A well-established bird feeder will attract regular visitors and become the ideal setting for photographing garden birds.

1. Set up a bird feeder

James Paterson photographing a bird feeder in his garden.
You might be surprised by the amount of wildlife you can photograph within the vicinity of your home.

An established bird feeder is likely to see more feathered visitors, so use an existing feeder or set one up a few days in advance and fill it with nuts and seeds. Morning is usually the best time for bird activity, so get into position early. Hide out of sight, behind bushes or a hedge if possible, or shoot out of a window in your house. Plan your position in relation to the sun. For bold colours it's best to have the sun behind you, but if you want an atmospheric backlit look then shoot into the sun instead. Wherever you choose, you ideally want a plain background in a colour that contrasts with or complements the bird – preferably not black! If you can, avoid shooting against anything that's too busy or distracting.

2. Use a long lens

Use silent shooting mode to avoid scaring off your subject and you should be able to capture incredibly detailed wildlife shots.

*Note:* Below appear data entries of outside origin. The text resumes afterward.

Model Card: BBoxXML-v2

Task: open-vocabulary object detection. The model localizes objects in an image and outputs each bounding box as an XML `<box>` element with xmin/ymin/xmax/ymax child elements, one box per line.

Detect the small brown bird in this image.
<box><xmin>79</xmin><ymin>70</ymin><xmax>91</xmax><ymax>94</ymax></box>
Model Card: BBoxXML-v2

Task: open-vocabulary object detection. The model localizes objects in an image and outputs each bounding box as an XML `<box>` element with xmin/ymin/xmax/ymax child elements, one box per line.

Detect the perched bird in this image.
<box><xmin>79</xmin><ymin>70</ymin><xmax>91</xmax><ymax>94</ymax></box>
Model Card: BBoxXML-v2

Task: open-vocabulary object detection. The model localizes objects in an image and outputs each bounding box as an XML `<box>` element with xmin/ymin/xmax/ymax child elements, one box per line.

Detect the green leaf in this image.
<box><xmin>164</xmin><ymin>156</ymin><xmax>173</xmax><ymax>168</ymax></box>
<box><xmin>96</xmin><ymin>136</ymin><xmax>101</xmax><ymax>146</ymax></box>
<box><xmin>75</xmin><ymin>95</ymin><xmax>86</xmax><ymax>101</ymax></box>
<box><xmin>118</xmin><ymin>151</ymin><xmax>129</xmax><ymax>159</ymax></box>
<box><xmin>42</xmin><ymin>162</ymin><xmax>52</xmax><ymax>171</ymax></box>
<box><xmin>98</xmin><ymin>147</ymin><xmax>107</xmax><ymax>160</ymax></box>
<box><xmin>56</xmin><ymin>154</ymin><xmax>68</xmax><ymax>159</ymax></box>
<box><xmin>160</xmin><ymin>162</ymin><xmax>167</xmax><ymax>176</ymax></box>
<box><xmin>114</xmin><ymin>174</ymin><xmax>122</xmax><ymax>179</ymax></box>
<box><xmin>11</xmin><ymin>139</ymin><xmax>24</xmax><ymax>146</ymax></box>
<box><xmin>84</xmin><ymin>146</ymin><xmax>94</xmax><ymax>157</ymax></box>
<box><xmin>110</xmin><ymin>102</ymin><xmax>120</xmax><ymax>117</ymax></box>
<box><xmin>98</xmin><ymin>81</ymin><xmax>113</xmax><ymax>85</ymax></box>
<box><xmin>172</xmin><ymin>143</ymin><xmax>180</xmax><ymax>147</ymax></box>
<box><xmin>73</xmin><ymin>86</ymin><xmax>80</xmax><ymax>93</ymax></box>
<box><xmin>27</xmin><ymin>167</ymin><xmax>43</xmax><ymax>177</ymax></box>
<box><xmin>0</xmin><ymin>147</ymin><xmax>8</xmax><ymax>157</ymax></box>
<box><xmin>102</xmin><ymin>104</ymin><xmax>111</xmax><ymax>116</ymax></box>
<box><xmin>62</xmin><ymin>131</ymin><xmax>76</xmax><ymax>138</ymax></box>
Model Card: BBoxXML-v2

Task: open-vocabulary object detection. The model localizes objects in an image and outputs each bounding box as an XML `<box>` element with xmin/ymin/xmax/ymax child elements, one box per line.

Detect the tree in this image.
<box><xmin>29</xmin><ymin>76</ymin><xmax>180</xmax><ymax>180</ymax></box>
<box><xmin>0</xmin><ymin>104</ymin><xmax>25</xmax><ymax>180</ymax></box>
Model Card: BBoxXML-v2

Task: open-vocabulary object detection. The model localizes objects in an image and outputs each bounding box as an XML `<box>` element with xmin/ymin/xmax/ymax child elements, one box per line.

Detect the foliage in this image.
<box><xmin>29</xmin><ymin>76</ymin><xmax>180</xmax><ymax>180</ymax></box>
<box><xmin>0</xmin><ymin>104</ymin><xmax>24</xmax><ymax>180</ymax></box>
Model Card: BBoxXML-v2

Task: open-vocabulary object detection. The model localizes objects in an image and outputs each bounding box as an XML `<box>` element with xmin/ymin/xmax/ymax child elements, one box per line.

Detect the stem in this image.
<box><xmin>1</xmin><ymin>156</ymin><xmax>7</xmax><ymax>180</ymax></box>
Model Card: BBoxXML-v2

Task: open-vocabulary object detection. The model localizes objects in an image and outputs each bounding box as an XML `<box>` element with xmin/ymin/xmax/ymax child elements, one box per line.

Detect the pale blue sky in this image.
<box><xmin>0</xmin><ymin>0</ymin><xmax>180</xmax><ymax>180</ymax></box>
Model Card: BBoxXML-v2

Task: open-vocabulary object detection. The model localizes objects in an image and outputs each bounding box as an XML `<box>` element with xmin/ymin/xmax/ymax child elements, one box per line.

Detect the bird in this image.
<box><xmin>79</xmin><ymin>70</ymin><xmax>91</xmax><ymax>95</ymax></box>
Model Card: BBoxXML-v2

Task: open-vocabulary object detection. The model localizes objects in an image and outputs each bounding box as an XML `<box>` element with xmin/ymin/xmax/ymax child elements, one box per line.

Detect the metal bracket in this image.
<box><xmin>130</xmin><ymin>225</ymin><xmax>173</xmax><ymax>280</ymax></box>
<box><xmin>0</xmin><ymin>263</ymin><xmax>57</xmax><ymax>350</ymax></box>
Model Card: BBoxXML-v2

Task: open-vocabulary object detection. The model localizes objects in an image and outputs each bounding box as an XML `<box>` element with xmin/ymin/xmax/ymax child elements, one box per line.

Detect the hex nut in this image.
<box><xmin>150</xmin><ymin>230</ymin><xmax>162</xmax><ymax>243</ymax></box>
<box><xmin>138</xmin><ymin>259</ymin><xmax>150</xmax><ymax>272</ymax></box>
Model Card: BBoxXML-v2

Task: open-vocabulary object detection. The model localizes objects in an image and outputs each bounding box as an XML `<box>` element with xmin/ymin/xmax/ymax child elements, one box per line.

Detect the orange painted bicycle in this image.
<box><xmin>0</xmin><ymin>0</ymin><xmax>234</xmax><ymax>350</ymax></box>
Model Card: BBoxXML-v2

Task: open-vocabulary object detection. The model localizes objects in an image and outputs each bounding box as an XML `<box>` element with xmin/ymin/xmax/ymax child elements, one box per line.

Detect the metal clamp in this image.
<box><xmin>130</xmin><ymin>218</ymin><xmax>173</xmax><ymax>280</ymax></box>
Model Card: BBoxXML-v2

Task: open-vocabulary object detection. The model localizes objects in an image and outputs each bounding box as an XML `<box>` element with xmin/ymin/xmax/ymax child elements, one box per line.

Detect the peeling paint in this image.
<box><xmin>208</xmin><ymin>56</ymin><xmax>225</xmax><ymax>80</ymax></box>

With subjects this small and skittish, you need a long lens to fill the frame. Here we used two zooms, a Canon EF-S 18-135mm f/3.5-5.6 IS STM and a Canon EF 100-400mm f/4.5-5.6L IS II USM. If, like these, your lens has optical Image Stabilizer, switch it on to help prevent blurring caused by camera shake. A crop-sensor (APS-C) camera such as the Canon EOS 90D can be helpful for distant subjects. The zoom factor of 1.6 means a 135mm focal length effectively becomes 216mm, and 400mm becomes a mighty 640mm. The camera's 30 megapixels also means you can crop digitally later, so a 70-300mm lens would be fine for small birds. With less timid subjects, such as this friendly robin, you might be able to slowly close in for an even tighter shot.

3. Exposure settings

The back of a Canon EOS 90D showing the shutter speed settings.
You'll need a high shutter speed in order to capture a bird in motion.

Set the camera mode dial to M for Manual mode, then hit the Q button and set the aperture to f/5.6 or lower for a shallow depth of field to blur the background. Set your shutter speed to 1/1250 second or faster, and set ISO to Auto so it adapts to suit the conditions. In daylight the ISO could rise to 1600 or more, which inevitably increases image noise, but the ISO performance of the Canon EOS 90D means noise is manageable, even at higher ISO sensitivities. For fast-moving subjects such as birds in flight, you'll need faster shutter speeds to capture a good level of detail. Why not set Custom mode 1 to these settings for birds on a feeder and Custom mode 2 for faster settings for birds in flight, so you can quickly switch if the opportunity arises?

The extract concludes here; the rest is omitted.